A beleaguered cheer goes up from the survivors. A wind bullet detonates against its chest, the impact causing it to stumble. And then another. Lashes of flame wrap around its neck and arms, bathing it in a corona of fire. Muskets, good Albionese muskets, crackle, bullets sparking off the things body. But through it all, their foe somehow doesn't fall, doesn't collapse despite the ruinous devastation being flung at it that should have torn a man to ribbons.

In the sky, the leader of the dragonflight apparently notes this resilience. He steepens his dive, intent clear to all who see it. The dragon's maw parts, fore legs splayed out as it prepares to crush the Great Enemy beneath its massive weight. Despite the distance, he sees the royal knights wand rising, the crackle of lightning upon its tip for the coup de grace.

The horned foe straightens abruptly. Claps her hands together.

Lightning illuminates the sky once more.

Grounding itself on empty space where the foe had stood an instant before.

The frustrated roar of the dragon fills the otherwise quiet air, mages and arms men looking about in confusion.

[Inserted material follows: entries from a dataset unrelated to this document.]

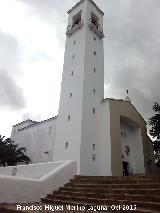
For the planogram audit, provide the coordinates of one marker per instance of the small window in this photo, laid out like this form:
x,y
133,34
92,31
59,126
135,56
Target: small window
x,y
93,157
94,20
69,117
94,146
70,95
50,129
66,145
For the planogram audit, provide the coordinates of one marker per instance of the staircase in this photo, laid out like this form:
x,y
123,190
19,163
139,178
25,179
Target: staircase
x,y
136,194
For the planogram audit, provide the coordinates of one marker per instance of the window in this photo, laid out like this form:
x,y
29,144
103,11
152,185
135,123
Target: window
x,y
14,132
70,95
93,157
50,129
69,117
76,19
94,20
66,145
94,146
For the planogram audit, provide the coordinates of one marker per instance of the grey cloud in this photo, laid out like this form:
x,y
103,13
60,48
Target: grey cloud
x,y
37,117
132,51
9,53
131,45
11,95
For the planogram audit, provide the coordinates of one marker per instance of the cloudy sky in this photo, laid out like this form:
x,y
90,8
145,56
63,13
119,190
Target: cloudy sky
x,y
32,39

But then air, the ground, the entire forest reacts. It pulses, sings, screams.

Men stumble and yell, hands clapping to their ears as the unearthly shriek pierces their skulls, the discordant howl sinking into their very marrow. He feels it tearing at him, squeezing his brain like a vice, eyeballs trembling with impossible pressure within. Only his earthly prison prevents him from shutting his ears, gouging at tormented eyes. The world goes black for an instant, returning in a sudden flash of light and dead silence.

His mouth goes dry.

Half the surviving soldiers are gone. Their corpses strewn about the ground in various stages of butchery. And in their place... in their place...

Seamless armor that perfectly conforms to lithe forms. Shimmering plate in ever changing hues of dark greens and browns that effortlessly blends into the forest surroundings. Elegantly patterned blades, curved edges glowing with potent magical auras. Slim muskets of alien design, yet sleekly efficient as their bearers. Finely wrought conical helms with visage concealing face guards, visors revealing piercing blue eyes that stand out despite the forest gloom. And emerging from openings in the side, finely tapered ears that stretch out for a fingers worth.

Elves.

Not one of the dread enemy they had come expecting to face. Not two. A full score.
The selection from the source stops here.